Hi Simon,
Thank you for your review!
On 19/03/2025 16:38, Simon Horman wrote:
On Fri, Mar 14, 2025 at 09:11:32PM +0100, Matthieu Baerts (NGI0) wrote:
When adding a socket option support in MPTCP, both the get and set parts are supposed to be implemented.
IPV6_V6ONLY support for the setsockopt part has been added a while ago, but it looks like the get part got forgotten. It should have been present as a way to verify a setting has been set as expected, and not to act differently from TCP or any other socket types.
Not supporting this getsockopt(IPV6_V6ONLY) blocks some apps which want to check the default value, before doing extra actions.

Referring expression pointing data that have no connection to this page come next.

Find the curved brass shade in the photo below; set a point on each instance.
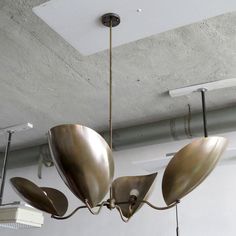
(190, 166)
(122, 187)
(49, 200)
(84, 161)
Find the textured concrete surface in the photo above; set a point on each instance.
(45, 81)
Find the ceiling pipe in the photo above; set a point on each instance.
(219, 121)
(27, 157)
(184, 127)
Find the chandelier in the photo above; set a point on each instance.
(85, 163)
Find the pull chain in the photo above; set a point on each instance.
(110, 87)
(204, 112)
(177, 219)
(110, 93)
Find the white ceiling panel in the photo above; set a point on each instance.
(78, 22)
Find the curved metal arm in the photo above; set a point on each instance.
(68, 216)
(121, 214)
(99, 205)
(160, 208)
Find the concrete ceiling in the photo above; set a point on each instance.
(45, 81)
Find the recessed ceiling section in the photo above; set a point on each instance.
(78, 22)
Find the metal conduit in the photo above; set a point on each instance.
(218, 121)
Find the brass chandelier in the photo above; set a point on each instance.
(85, 163)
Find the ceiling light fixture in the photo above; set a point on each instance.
(85, 163)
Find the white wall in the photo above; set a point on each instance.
(210, 210)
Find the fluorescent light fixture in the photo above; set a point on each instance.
(220, 84)
(17, 128)
(20, 216)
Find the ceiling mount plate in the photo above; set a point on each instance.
(110, 18)
(219, 84)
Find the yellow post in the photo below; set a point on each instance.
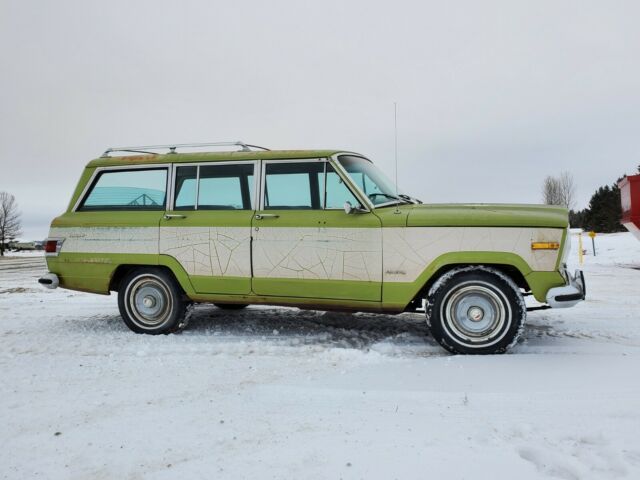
(580, 254)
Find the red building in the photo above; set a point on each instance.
(630, 200)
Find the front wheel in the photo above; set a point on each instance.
(475, 310)
(150, 301)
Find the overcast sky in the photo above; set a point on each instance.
(492, 96)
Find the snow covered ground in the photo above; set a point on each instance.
(282, 393)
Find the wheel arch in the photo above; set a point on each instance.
(510, 264)
(166, 264)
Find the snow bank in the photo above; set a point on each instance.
(283, 393)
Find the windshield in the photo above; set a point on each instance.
(370, 180)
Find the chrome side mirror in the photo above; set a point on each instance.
(348, 208)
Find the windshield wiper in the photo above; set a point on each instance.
(399, 198)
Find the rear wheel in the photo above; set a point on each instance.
(151, 301)
(475, 310)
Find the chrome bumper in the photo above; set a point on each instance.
(570, 294)
(50, 280)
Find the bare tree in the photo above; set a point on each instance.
(559, 190)
(9, 220)
(551, 191)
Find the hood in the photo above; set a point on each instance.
(488, 215)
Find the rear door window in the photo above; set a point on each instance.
(214, 187)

On Linux, the default value is 0, but this can be changed with the net.ipv6.bindv6only sysctl knob. On Windows, it is set to 1 by default. So supporting the get part, like for all other socket options, is important.
Everything was in place to expose it, just the last step was missing. Only new code is added to cover this specific getsockopt(), that seems safe.
Fixes: c9b95a135987 ("mptcp: support IPV6_V6ONLY setsockopt") Cc: stable@vger.kernel.org Closes: https://github.com/multipath-tcp/mptcp_net-next/issues/550 Reviewed-by: Mat Martineau martineau@kernel.org Signed-off-by: Matthieu Baerts (NGI0) matttbe@kernel.org
Hi Matthieu, all,
TBH, I would lean towards this being net-next material rather than a fix for net. But that notwithstanding this looks good to me.
I understand. This patch and the next one target "net" because, with MPTCP, we try to mimic TCP when interacting with the userspace.
Not supporting "getsockopt(IPV6_V6ONLY)" breaks some legacy apps forced to use MPTCP instead of TCP. These apps apparently "strangely" check this "getsockopt(IPV6_V6ONLY)" before changing the behaviour with "setsockopt(IPV6_V6ONLY)" which is supported for a long time. The "get" part should have been added from the beginning, and I don't see this patch as a new feature. Because it simply sets an integer like most other "get" options, it seems better to target net and fix these apps ASAP rather than targeting net-next and delay this "safe" fix.
If that's OK, I would then prefer if these patches are applied in "net". Or they can be applied in "net-next" if we can keep their "Cc: stable" and "Fixes" tags, but that looks strange.